Dr. Van Dyne: So we ran all your tests, and everything looks great. You might be the healthiest human being we've ever seen. You have the resting heart rate of a 100-year-old tortoise.
Chris: Yes, I get that a lot.

Quote from Leslie Knope

Leslie Knope: [aside to camera] I am putting together a scrapbook commemorating my first year on the city council. This year whizzed by so fast. There was so much more I wanted to do. But time is the relentless and cruel enemy of the devoted civil servant. It's actually one of the sub-titles of my scrapbook. Probably would've got more stuff done if I hadn't spent so much time brainstorming scrapbook titles.

Quote from Tom

Tom: Here are the last of the Animal Control reports.
April: What are you doing, weirdo?
Tom: Just trying not to spill anything.
Ron Swanson: I believe Leslie said to organize these by year.
Tom: Way ahead of you.

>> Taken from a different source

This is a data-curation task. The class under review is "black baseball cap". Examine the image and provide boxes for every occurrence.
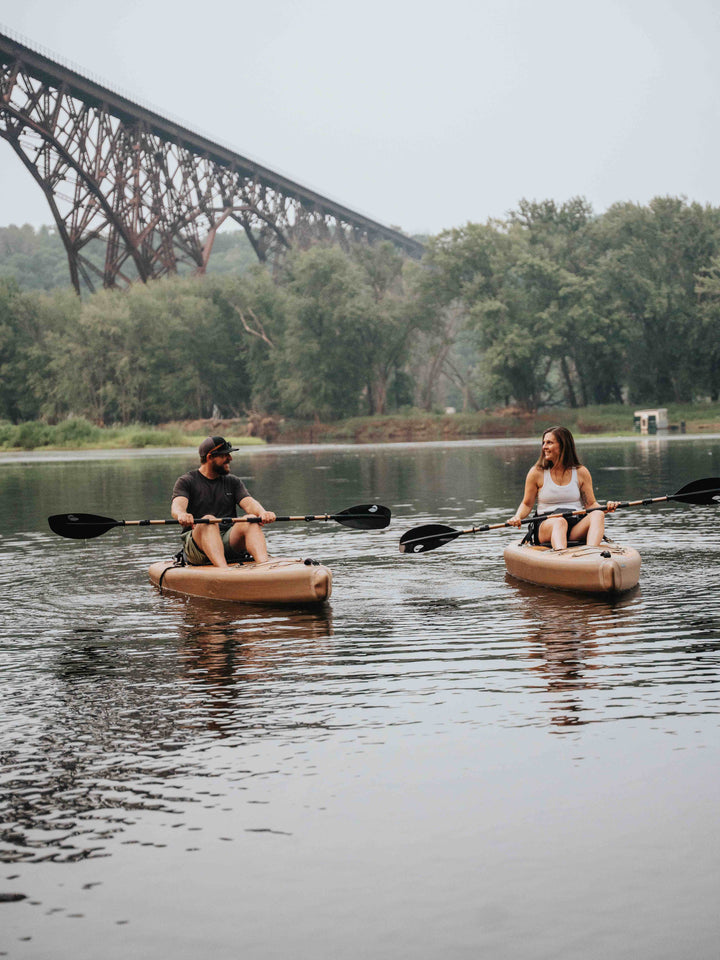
[199,436,239,460]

I made two pile files. [laughter] Pilo fibles. Ugh. Filo pilos.
Andy: Filo pilos? That's not right.
Donna: Are you broken?
Tom: No, everything's fine.
April: Well, I guess that settles who the new Jerry is.
Tom: No, it doesn't! I barely even said it wrong.
Andy: Said it wrong.
Tom: Stop it! [laughter]
[aside to camera:]
Tom: This is how it begins. The next "Jerry." One screwed-up sentence, and 30 years later, I'm wearing aquamarine sweater vests and listening to Bonnie Raitt and The Da Vinci Code on my iPod. It's already started.